Co z tego, że dzisiaj o 20 był wyjazd z Hogwartu i Miona nie mogła się pożegnać z przyjaciółmi. Punkt 20 zapukała do komnat Mistrza Eliksirów i nawet przez myśl jej nie przeszło, że zobaczy właśnie coś takiego. A zobaczyła wnętrze udekorowane świecami i płatkami róż oraz stół zastawiony dla dwóch osób. Na środku stał on, ale nie wyglądał jak on,ponieważ zamiast swych nauczycielskich szat,( które zawsze nosił) miał ... garnitur z białą !!! koszulą i czarny krawatem z bukietem róż w ręku. Nie mogła powstrzymać już łez. Severus w oka mgnieniu zmienił jej mundurek w piękna szafirową sukienkę.
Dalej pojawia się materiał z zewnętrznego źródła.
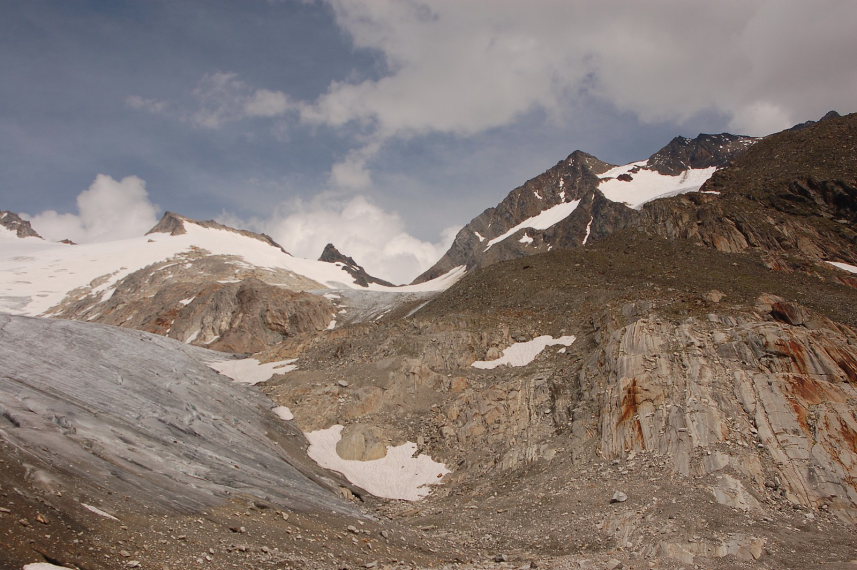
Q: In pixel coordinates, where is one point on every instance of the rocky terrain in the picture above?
(13, 222)
(668, 382)
(513, 228)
Zaczęli jeść kolacje i zaczęli rozmawiać o zwykłych, codziennych sprawach oraz o sytuacji z dzisiejszej lekcji z której oczywiście się śmiali. Po pewnym czasie Severus poprosił Hermione do tańca, podczas którego jak się później okazało poprosił ją o rękę, choć w bardzo nietypowy sposób, choć dla niego był to bardzo oczywisty przekaz, ponieważ powiedział, że gdy będzie już panią Snape to częściej będą urządzać takie wieczory. Hermina mimo, że jest uważana na najmądrzejszą czarownice od czasów Roveny Ravenclov to przez chwilę i tak musiała pomyśleć co to miało oznaczać lecz gdy Severus uklęknął przed nią z rodowym pierścionkiem wszystkie wątpliwości zniknęły i od razu rzuciła mu się w ramiona krzycząc TAK!!!
Koniec retrospekcji
Nim się Hermiona spostrzegła była już 8:30 wiec za jakąś chwilę dziewczynki będą się budzić. Po całej nocy rozmyślań zdecydowała, że powie córkom prawdę o nich i ich ojcu. Wzięła pudło z pamiątkami i zaniosła do salonu i je rozłożyła. Zaczęła przygotowywać śniadanie, ponieważ szły dzisiaj do magicznej dzielnicy kupić wszystko do szkoły. Po śniadaniu bliźniaczki chciały pobiec na górę i się ubrać lecz Hermiona je zatrzymała, ponieważ muszą porozmawiać. Oczywiście były niezadowolone. Hermiona powiedziała wprost: „ Ja również jestem czarownicą jak wy dwie i dzięki magii poznałam waszego ojca". Dziewczyny aż ze zdziwienia otworzyły usta i mrugały z niedowierzania. Choć odkąd dostały listy dowiedziały się już dużo o magii z książek to tego się nie spodziewały. Opowiedziała im całą jej historię od dostania listu, aż do dnia Bitwy o Hogwart. Ale dziewczynki nie wiedziały jednego. A na koniec historii Hermiona dodała : „ Moje prawdziwe nazwisko brzmi Hermiona Jean Granger".